Submit to this Journal Review for this Journal Propose a Special Issue

Article Menu

Share Help Cite Discuss in SciProfiles

Open AccessArticle

Peer-Review Record

Small Object Detection in Infrared Images: Learning from Imbalanced Cross-Domain Data via Domain Adaptation

Appl. Sci. 2022, 12(21), 11201; https://doi.org/10.3390/app122111201

by Jaekyung Kim¹

, Jungwoo Huh¹, Ingu Park², Junhyeong Bak², Donggeon Kim² and Sanghoon Lee^1,*

Reviewer 1:

Rajeev Ranjan

Reviewer 2:

Sudhakar Tummala

Appl. Sci. 2022, 12(21), 11201; https://doi.org/10.3390/app122111201

Submission received: 11 October 2022 / Revised: 31 October 2022 / Accepted: 2 November 2022 / Published: 4 November 2022

(This article belongs to the Special Issue Deep Learning in Object Detection and Tracking)

Round 1

Reviewer 1 Report

Small Object detection algorithms for detecting small objects in infrared images, a novel YOLOv5 based framework with multi domain training strategy has been described. Also, discussed the use of the new loss function and the domain adaptation module.

This type of work is suitable for publishing in this reputed Journal. However, some points that can be improved the quality of the paper are given below.

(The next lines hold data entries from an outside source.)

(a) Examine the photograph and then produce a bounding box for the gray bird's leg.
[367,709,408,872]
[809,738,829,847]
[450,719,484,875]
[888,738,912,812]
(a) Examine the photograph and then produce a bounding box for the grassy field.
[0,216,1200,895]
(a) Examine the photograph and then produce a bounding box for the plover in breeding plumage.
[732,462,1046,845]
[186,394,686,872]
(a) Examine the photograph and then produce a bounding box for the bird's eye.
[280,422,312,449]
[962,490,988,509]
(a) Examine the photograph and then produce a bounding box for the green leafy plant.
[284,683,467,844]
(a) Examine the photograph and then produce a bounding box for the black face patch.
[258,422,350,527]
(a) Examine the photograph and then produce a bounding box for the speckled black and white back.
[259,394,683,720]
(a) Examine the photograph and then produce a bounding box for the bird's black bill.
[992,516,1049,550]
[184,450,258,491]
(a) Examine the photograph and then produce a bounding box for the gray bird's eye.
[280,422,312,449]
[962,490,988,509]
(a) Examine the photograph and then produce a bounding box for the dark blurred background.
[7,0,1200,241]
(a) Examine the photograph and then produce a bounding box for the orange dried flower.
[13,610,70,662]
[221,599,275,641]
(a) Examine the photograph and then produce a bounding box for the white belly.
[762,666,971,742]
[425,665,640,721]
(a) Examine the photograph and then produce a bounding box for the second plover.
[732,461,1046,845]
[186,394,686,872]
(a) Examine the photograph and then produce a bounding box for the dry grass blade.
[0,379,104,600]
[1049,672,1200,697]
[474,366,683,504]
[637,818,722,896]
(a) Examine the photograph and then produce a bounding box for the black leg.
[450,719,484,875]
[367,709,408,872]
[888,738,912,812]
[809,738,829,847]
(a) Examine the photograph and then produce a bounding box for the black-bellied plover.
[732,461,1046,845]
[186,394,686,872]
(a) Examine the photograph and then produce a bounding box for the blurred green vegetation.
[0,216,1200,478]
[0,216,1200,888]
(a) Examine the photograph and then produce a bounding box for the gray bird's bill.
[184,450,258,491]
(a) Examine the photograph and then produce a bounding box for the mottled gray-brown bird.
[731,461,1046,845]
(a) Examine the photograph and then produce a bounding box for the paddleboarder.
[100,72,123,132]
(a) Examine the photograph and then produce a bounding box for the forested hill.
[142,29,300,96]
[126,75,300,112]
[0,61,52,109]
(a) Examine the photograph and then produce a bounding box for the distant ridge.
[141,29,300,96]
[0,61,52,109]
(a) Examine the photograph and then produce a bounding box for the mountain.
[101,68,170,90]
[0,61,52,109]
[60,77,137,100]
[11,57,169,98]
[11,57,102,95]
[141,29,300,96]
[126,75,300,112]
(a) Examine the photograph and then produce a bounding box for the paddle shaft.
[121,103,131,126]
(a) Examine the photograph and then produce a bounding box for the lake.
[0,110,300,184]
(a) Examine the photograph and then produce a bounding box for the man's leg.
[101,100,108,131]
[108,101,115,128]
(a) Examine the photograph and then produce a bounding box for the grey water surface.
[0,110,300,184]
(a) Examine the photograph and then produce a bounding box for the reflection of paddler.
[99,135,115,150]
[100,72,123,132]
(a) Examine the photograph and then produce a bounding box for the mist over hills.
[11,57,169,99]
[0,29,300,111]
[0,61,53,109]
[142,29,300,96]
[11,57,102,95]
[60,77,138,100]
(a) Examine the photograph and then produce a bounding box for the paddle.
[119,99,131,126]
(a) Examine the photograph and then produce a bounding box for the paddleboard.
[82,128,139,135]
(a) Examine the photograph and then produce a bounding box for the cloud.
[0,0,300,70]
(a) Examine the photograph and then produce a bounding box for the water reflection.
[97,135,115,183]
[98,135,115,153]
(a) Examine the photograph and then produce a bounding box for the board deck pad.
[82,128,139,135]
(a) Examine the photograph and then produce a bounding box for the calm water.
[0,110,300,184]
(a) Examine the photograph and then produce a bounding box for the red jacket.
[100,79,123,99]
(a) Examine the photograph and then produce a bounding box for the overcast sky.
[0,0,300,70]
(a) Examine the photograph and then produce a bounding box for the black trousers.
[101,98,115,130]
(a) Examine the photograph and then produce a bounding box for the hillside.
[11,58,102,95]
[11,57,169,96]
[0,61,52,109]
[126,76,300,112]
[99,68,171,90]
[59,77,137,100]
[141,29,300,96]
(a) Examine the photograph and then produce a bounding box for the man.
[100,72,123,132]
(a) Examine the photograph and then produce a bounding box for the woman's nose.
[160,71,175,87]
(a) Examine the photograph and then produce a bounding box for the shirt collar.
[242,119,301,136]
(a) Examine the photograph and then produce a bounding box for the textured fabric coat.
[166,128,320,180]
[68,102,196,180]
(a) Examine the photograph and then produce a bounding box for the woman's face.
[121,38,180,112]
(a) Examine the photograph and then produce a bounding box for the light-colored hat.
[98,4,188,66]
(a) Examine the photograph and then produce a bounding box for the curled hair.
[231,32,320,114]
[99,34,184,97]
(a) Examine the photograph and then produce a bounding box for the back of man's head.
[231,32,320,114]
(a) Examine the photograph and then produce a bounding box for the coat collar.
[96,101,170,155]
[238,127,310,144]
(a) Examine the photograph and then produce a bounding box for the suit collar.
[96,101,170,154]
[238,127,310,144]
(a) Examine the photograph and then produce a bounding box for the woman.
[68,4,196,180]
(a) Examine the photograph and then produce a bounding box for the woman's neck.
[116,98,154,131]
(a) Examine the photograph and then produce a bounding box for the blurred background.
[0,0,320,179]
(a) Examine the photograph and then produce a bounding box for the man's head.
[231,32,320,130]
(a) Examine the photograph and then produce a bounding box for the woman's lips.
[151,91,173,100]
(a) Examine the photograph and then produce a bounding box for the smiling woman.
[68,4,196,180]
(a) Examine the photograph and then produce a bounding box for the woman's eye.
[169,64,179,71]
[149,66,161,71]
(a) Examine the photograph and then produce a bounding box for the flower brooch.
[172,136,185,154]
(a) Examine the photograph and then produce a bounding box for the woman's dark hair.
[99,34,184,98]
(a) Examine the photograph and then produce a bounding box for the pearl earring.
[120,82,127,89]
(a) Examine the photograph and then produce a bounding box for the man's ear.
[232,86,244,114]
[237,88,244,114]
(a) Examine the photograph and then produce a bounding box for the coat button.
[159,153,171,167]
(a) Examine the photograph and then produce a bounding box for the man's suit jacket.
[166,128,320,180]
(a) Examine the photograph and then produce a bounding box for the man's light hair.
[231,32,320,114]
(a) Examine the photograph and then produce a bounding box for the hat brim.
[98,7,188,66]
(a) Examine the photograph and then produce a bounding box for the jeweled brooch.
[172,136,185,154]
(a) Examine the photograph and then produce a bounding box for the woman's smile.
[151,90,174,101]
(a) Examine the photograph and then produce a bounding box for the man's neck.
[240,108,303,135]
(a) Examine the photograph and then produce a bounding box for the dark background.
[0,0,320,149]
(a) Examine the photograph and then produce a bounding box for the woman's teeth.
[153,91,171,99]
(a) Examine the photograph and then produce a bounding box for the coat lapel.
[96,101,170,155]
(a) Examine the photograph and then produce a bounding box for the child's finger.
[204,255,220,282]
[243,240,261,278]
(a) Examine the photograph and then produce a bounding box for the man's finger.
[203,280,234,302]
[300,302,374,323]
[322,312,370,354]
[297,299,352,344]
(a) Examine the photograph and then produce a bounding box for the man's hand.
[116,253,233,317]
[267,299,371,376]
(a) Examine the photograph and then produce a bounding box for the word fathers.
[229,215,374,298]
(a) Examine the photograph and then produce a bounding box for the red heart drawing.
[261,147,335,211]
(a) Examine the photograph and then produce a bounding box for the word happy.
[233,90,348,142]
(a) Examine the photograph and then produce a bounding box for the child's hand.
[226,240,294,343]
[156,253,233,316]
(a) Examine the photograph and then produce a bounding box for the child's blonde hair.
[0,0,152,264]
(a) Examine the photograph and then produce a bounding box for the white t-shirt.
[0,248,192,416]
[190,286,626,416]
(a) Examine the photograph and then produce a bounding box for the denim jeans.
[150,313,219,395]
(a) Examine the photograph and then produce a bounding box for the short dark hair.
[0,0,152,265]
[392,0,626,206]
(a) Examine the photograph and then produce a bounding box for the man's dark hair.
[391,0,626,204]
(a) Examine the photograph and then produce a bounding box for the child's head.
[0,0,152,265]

1. The abstract of the paper is not written properly. (Also include performance analysis)

2. Needed to improved grammatical error.
3. Improved the figure quality for figure 4.

Author Response

Response to Reviewer 1 Comments

Thank you for reviewing our manuscript. We have carefully read your comments and revised our manuscript accordingly.

Point 1: The abstract of the paper is not written properly. (Also include performance analysis)

Response 1: Thank you for your valuable comment. We have updated our abstract to be more contextualized sufficiently describing the paper, along with including the performance analysis.

Point 2: Needed to improved grammatical error.

Response 2: Thank you for thoroughly reviewing our manuscript. We have checked and updated the manuscript fixing the grammar errors and typos.

Point 3: Improved the figure quality for figure 4.

Response 3: Thank you for your comment. We have re-arranged the figure 4 to include more samples from database, including images from visible-range and infrared domain.

Reviewer 2 Report

The authors proposed a framework for small object detection from infrared images using domain adaption and imbalanced cross-domain data. The study is interesting and my comments are given below.

1. The number of images in each dataset could be provided in a table.

2. How did you optimize the hyperparameters of the proposed model? If they are empirically selected, their details should be included.

3. What is the motivation behind Yolov5, since yolov6 and yolov7 are already available.

4. Some references are missing throughout the manuscript.

5. More details about C3 modules should be provided for the sake of wide readers.

6. Some sample infrared images could be provided for comparison with visible light images.

7. Any link for the proposed framework could be provided for review.

There are some minor grammar corrections required throughout the manuscript.

Author Response

Response to Reviewer 2 Comments

Thank you for reviewing our manuscript. We have carefully read your comments and revised our manuscript accordingly.

Point 1: The number of images in each dataset could be provided in a table.

Response 1: Thank you for your comment. We havd added an additonal table in section 3.4 describing the number of images used in each dataset. As images with small-sized human or vehicle related labels were extracted, the count of images per database is as below.

Database	Image Count
MS COCO	3,231
FLIR ADAS	3,086
VEDAI	2,538
DOTA	1,680
Generated Visible-light	21,225
Generated Infrared	3,000

Point 2: How did you optimize the hyperparameters of the proposed model? If they are empirically selected, their details should be included.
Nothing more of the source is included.